Member of the Armed Forces Revolutionary Council
- In office 4 June 1979 – 24 September 1979
- President: Flt. Lt. Jerry Rawlings

Personal details
- Died: 30 August 2023
- Resting place: Military Cemetery, Burma Camp, Accra
- Education: Achimota School
- Profession: Soldier

Military service
- Allegiance: Ghana Armed Forces
- Branch/service: Ghana Army
- Rank: Major
- Unit: Fifth Infantry Battalion

= Kojo Boakye-Djan =

Ghanaian military officer and politician

Major Kojo Boakye-Djan (or Kwadwo Boakye Djan) was a Ghanaian military officer and coup plotter. He is known to have planned the coup that brought Flight Lieutenant Jerry John Rawlings to power in Ghana on 4 June 1979 with other junior officers.
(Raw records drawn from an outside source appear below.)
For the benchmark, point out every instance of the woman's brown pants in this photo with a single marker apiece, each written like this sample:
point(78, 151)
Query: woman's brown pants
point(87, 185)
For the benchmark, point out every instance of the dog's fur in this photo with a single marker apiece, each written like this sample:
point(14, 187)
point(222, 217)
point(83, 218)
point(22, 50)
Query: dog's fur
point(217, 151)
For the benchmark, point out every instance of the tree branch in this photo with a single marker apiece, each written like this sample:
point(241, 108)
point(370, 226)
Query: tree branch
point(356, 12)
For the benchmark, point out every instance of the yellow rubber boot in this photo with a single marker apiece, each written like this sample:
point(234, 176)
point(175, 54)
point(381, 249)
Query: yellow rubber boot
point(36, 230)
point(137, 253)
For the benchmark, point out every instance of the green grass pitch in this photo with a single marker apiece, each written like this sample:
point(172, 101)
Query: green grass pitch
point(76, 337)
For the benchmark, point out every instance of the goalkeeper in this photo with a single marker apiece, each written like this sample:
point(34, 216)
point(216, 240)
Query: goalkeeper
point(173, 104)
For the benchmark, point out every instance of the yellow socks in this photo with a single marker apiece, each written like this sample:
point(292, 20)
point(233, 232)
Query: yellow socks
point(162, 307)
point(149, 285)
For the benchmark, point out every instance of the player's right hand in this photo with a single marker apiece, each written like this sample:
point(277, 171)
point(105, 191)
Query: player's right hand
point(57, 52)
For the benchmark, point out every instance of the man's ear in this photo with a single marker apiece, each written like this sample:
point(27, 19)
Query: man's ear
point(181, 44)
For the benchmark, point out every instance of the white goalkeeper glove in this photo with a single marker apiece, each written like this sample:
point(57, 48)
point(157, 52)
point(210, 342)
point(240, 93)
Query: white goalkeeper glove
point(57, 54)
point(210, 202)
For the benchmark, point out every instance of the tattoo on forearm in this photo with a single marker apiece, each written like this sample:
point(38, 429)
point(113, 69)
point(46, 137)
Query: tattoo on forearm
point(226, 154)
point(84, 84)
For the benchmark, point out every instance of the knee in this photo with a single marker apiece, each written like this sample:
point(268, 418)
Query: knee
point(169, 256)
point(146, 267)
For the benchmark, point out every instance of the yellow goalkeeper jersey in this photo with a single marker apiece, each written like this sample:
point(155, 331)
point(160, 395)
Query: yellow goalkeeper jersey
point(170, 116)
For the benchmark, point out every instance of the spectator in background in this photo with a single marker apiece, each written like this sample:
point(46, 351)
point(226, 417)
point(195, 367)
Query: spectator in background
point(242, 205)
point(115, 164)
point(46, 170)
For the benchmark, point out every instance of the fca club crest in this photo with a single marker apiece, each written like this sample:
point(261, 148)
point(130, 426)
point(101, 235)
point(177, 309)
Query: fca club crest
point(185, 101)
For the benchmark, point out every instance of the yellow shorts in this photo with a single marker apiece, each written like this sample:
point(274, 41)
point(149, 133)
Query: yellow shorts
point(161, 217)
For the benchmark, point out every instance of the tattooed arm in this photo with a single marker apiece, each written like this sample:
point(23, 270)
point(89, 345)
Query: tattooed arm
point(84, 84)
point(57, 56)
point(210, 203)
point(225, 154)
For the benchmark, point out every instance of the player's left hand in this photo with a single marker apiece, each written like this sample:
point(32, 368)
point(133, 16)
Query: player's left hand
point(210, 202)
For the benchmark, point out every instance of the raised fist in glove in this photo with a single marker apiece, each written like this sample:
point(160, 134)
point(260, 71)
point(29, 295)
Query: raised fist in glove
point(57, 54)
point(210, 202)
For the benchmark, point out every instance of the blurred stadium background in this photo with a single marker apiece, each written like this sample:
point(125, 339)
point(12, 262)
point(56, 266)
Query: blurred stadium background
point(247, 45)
==Early life and education==
Boakye-Djan is the 19th of 56 siblings. He attended Secondary school at Opoku Ware School for his O Levels his sixth form at the Achimota School. He was also the best man at the wedding of Rawlings and Nana Konadu Agyeman Rawlings. He went on to study English Literature, Linguistics and Sociology at the University of Ghana.

==Journalism==
Boakye-Djan worked with the Ghanaian Times as a journalist.Category:University of Ghana alumni. He later became a lecturer at the Ghana Institute of Journalism. Following this, he worked with the Daily Graphic.

==Military career==
He was with the Fifth Infantry Battalion prior to the 4 June 1979 coup d'état which replaced the Supreme Military Council government with the Armed Forces Revolutionary Council.

==Politics==
Boakye-Djan formed the Free Africa Movement with some colleagues in the early 1970s and they were planning to take power in the 1980s as senior officers in the army. Their planning was still at an early stage and the 15 May 1979 abortive coup attempt by Flight Lieutenant Rawlings forced them into initiating theirs as some of them were being arrested on suspicion of plotting against the military government. It appears it was one of his members, Peter Tasiri who actually initiated the coup on the day. There appeared to be a lot of confusion and no clear leadership during the coup events. In 2003 he said that the main purpose was to save Rawlings, who was facing a possible death sentence for planning a coup in the previous month. During an interview in 2017, he stated that he and Rawlings had grown apart and had not spoken to each other since the end of the AFRC rule.

==Post AFRC==
Boakye-Djan went to the United Kingdom under a UNDP Fellowship for postgraduate studies. This was at a time when the Limann government sent most former members of the AFRC abroad. He was also affiliated with the National Democratic Congress.

==Death and burial==
Boakye-Djan died on 30 August 2023 and was buried on 27 January 2024 at the Military Cemetery, Burma Camp, Accra.